Bahsedeceklerim, belki de herkesin farkında olduğu ama çeşitli sebeplerle
yapamadığı, içten içe de yapmak istediği ve hatta zihninde senaryosunu yazıp
bir türlü hayata geçiremediği bir listeden bahsedeceğim. Öyle ki bu
listedekileri yapamadığımız için kendimize gerek bedensel gerekse ruhsal açıdan
zarar verdiğimizin bile farkında değiliz. Kendi mutluluğumuzdan, huzurumuzdan
çalıyor olduğumuzun da farkında değiliz. Hepimiz biliyoruz ki hayat kısa. Hatta
ne demiş birisi ''hayat kısa kuşlar uçuyor''. Sahiden de öyle ama bu kısalığın
içinde kendimizden başka her şeyi herkesi önemseyerek kanatlarımızı serbest
bırakamıyoruz. Uçmak istiyor olsak da kanatlarımız, kendi yarattığımız ve yaratılmasına
izin verdiğimiz kafesin demir parmaklıklarına çarpıyor. Umarım öyküleyerek
anlatmaya çalıştığım listeyi(bu liste, öyküyü okuduktan sonra sizde bıraktığı
etkiden başka bir şey değil) dikkate alır ve artık kafesin dışında,
kanatlarımızla serbestçe yol alarak bu kısa hayattan gönlümüzce süzülüp geçer
gideriz.
Bir ölümlü varmış, olası tüm evrenlerden birinde. Bu ölümlüye, bu evrende
biçilen bir süre varmış. İçinde yaşadığı evren, öylesine büyükmüş ki,
kendisinin varlığı okyanusta bir damla su kadar bile yer kaplamıyormuş. Ama bu
ölümlü, bunun farkında olmadan kendisinin evrende kapladığı yer kadar, öyle
küçük şeylerle kendini meşgul ediyormuş ki, öylesine saçma sapan olaylarla
kendisini muhatap ediyormuş ki, kendisine biçilen süre dolmaktan utanıyormuş. Ölümlü,
bir gün bir rüya görmüş. Rüyasında öldükten sonra yaşadıkları ona gösterilmiş.

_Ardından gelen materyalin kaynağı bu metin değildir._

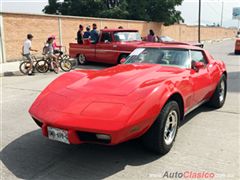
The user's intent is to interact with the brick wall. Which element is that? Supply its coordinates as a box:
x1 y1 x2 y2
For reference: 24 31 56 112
2 13 236 61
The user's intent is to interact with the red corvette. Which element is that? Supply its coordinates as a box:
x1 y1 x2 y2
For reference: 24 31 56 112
29 43 227 154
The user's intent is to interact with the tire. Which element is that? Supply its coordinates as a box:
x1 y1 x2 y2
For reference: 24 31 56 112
117 54 128 64
59 59 72 72
51 61 59 74
142 101 180 155
208 74 227 109
36 59 49 73
78 54 87 65
19 61 30 75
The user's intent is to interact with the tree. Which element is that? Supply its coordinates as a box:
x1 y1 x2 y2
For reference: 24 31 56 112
43 0 183 25
43 0 60 14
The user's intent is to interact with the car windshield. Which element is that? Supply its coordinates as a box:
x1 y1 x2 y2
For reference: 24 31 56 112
114 32 142 42
159 36 174 42
125 48 191 68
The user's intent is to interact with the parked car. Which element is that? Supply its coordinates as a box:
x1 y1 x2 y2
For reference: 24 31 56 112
234 38 240 54
69 29 145 64
29 43 227 154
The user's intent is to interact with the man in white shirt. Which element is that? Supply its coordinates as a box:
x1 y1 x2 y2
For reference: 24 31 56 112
22 34 37 75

Ölümlü, izledikleri karşısında kendinden utanmış. Tekrar evrenime dönseydim, bu
yaptıklarımın hiçbirini yapmazdım, kendime ne kadar da yazık etmişim, demiş.
Sonra bir sıçrayışla uykusundan uyanmış. Kâbuslu gecenin ardından, doğan
güneşle birlikte gözlerini açmış ölümlü. Masasının üzerindeki kum saatine
bakarak kendisine biçilen sürenin dolmasına daha çok zaman olduğunu görünce
keyfi yerine gelmiş. Gece gördüğü rüyayı unutuvermiş. Sabah rutinlerini
yaptıktan sonra çalıştığı fabrikasına gitmek üzere evden ayrılmış. Yol boyunca
herkesin bir kum saati olduğunu bildiğinden, ölümlülerin yüzlerine bakarak ne
kadar sürelerinin kaldığının merakı içinde tahminlerde bulunmaya başlarmış.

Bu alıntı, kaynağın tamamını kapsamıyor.